Bachur: We won’t have elections until next year and then it will be Bibi. For sure.
Me: Well, maybe by next year sentiment will have changed. That’’s why Barak doesn’t want to pull Labour out now, because he knows that if we have elections now it will certainly be Bibi.
Bachur : Barak can wait 10 years for the election and he still won’t win.
Me: I’m thinking about voting for Livni if she is the one to head up Kadima. I certainly can’t vote for Barak.
Bachura 1: Livni has no chance. Maybe in 4 or 5 years, but right now no one can forgive her for calling on Olmert to quit and then not quitting his cabinet herself. People see that as a sign of weakness. She chickened out at the last moment and no one will forgive her for that.
Bachura 2: Anyway, Olmert will probably manage to again be the leader for Kadima in the next elections.
Bachur: We have no good candidates but Bibi is the best we do have.
Me: (shocked) You can’t tell me you would vote for Bibi!
Bachur: We have a better chance at getting a peace settlement with Likud in charge. Yes, I’ll vote for Bibi.
Me: What?!
Bachur: Listen, you know I had a Palestinian girl friend for a long time. One of the things I learned from her and her family and from Palestinian friends was that we do better in negotiations with the Palestinians when we have a very strong leader that they are afraid of -one that they don’t ever know how he will react or what he will do.

If they consider a leader to be weak or a joke, like they do Olmert, they toy with him but any agreement they might come to doesn’t mean anything and they have no intent to keep it. That is what happened when Barak was in charge of the negotiations. With people like Sharon or Bibi, because they never know what these crazy guys will do and because they are seen as being very strong and harsh, they have a lot of respect for them. They hate them but they respect them.

My girlfriend and her family used to laugh at how clueless most Israelis were, myself included, with their European way of thinking about how to negotiate in the Middle East and said that the Sefardim knew the score because they had lived in arabic countries. The Sefardim are almost all right-wing. The Askenazim think like the Europeans do with the idea that seeming to be open to making concessions and meeting the other half-way or even more than half-way is the good and right thing to do and they don’t realize that doing that is taken as a sign of weakness, that it is something that arabs don’t respect in a leader, and that it will never lead to any kind of agreement that is worth anything.

Me: I still couldn’t vote for Bibi.
Bachur: Who are you going to vote for then, if Olmert heads Kadima, Beilin (Meretz)?
Bachura 2: (snorting) Beilin is out. Meretz is dead and can’t be restored.
Me: Absolutely not for Meretz. [Turning to Bachura 2] You aren’t supporting Meretz anymore?
Bachura 2: I’ll also vote for Bibi.

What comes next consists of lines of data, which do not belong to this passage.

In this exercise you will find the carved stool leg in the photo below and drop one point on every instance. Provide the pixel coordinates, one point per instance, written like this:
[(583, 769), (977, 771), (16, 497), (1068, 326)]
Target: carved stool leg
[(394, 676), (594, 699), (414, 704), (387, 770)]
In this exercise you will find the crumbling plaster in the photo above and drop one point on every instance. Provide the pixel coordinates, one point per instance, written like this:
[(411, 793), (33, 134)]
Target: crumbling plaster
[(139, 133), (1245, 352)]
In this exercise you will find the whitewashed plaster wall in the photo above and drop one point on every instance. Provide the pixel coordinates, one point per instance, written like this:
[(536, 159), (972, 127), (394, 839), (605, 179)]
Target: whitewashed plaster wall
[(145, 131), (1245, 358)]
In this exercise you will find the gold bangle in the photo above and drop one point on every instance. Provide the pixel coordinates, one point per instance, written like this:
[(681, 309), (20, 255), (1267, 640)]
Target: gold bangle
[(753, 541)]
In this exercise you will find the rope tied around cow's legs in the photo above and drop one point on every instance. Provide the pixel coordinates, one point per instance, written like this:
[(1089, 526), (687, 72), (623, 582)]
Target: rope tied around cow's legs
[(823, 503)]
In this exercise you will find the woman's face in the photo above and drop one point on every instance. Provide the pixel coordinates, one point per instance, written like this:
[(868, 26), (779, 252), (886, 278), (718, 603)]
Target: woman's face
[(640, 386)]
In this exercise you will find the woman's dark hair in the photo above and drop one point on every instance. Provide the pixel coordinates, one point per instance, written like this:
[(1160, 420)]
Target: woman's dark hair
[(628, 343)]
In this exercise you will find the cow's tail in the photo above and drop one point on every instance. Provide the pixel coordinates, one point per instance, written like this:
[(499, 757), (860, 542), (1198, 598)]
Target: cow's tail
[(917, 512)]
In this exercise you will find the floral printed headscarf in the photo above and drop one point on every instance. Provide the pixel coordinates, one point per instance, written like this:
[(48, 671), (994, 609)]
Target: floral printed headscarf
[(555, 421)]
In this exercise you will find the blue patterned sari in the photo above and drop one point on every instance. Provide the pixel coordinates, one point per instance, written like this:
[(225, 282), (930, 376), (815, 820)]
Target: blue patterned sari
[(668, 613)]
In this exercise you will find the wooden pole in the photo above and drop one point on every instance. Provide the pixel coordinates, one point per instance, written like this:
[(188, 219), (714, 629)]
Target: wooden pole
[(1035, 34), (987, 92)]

He is the only one possible to vote for.
Me: (feeling the need to ask for CPR) You’re joking. Tell me you are joking.
Bachura 1: I’d vote for Bibi too. I couldn’t ever vote for Barak, not after what he has done. Definitely not Olmert or Livni. That leaves Bibi or Lieberman and you know, nobody in their right mind would vote for Lieberman.

I looked sideways at Hadasha, hardly daring. She shrugged.
Hadasha: I might vote for Barak. But, probably, Bibi.